Heart rate extraction algorithm based on adaptive heart rate search model.
10.7507/1001-5515.202101091
- Author:
Ronghao MENG
1
;
Zhuoshi LI
1
;
Helong YU
1
;
Qichao NIU
2
Author Information
1. Jilin Agricultural University, Changchun 130000, P. R. China.
2. Institute of Flexible Electronics Technology of THU. Zhejiang, Jiaxing, Zhejiang 314000, P. R. China.

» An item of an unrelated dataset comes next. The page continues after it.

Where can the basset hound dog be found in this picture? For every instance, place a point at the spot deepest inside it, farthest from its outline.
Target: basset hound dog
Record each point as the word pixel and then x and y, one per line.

- Publication Type:Journal Article
- Keywords:
Acceleration signal;
Photoplethysmography;
Self-adaptive heart rate separation model;
Strong motion noise
- MeSH:
Algorithms;
Heart Rate/physiology*;
Photoplethysmography/methods*;
Signal Processing, Computer-Assisted;
Wearable Electronic Devices
- From:
Journal of Biomedical Engineering
2022;39(3):516-526
- CountryChina
- Language:Chinese
-
Abstract:
Photoplethysmography (PPG) is a non-invasive technique to measure heart rate at a lower cost, and it has been recently widely used in smart wearable devices. However, as PPG is easily affected by noises under high-intensity movement, the measured heart rate in sports has low precision. To tackle the problem, this paper proposed a heart rate extraction algorithm based on self-adaptive heart rate separation model. The algorithm firstly preprocessed acceleration and PPG signals, from which cadence and heart rate history were extracted respectively. A self-adaptive model was made based on the connection between the extracted information and current heart rate, and to output possible domain of the heart rate accordingly. The algorithm proposed in this article removed the interference from strong noises by narrowing the domain of real heart rate. From experimental results on the PPG dataset used in 2015 IEEE Signal Processing Cup, the average absolute error on 12 training sets was 1.12 beat per minute (bpm) (Pearson correlation coefficient: 0.996; consistency error: -0.184 bpm). The average absolute error on 10 testing sets was 3.19 bpm (Pearson correlation coefficient: 0.990; consistency error: 1.327 bpm). From experimental results, the algorithm proposed in this paper can effectively extract heart rate information under noises and has the potential to be put in usage in smart wearable devices.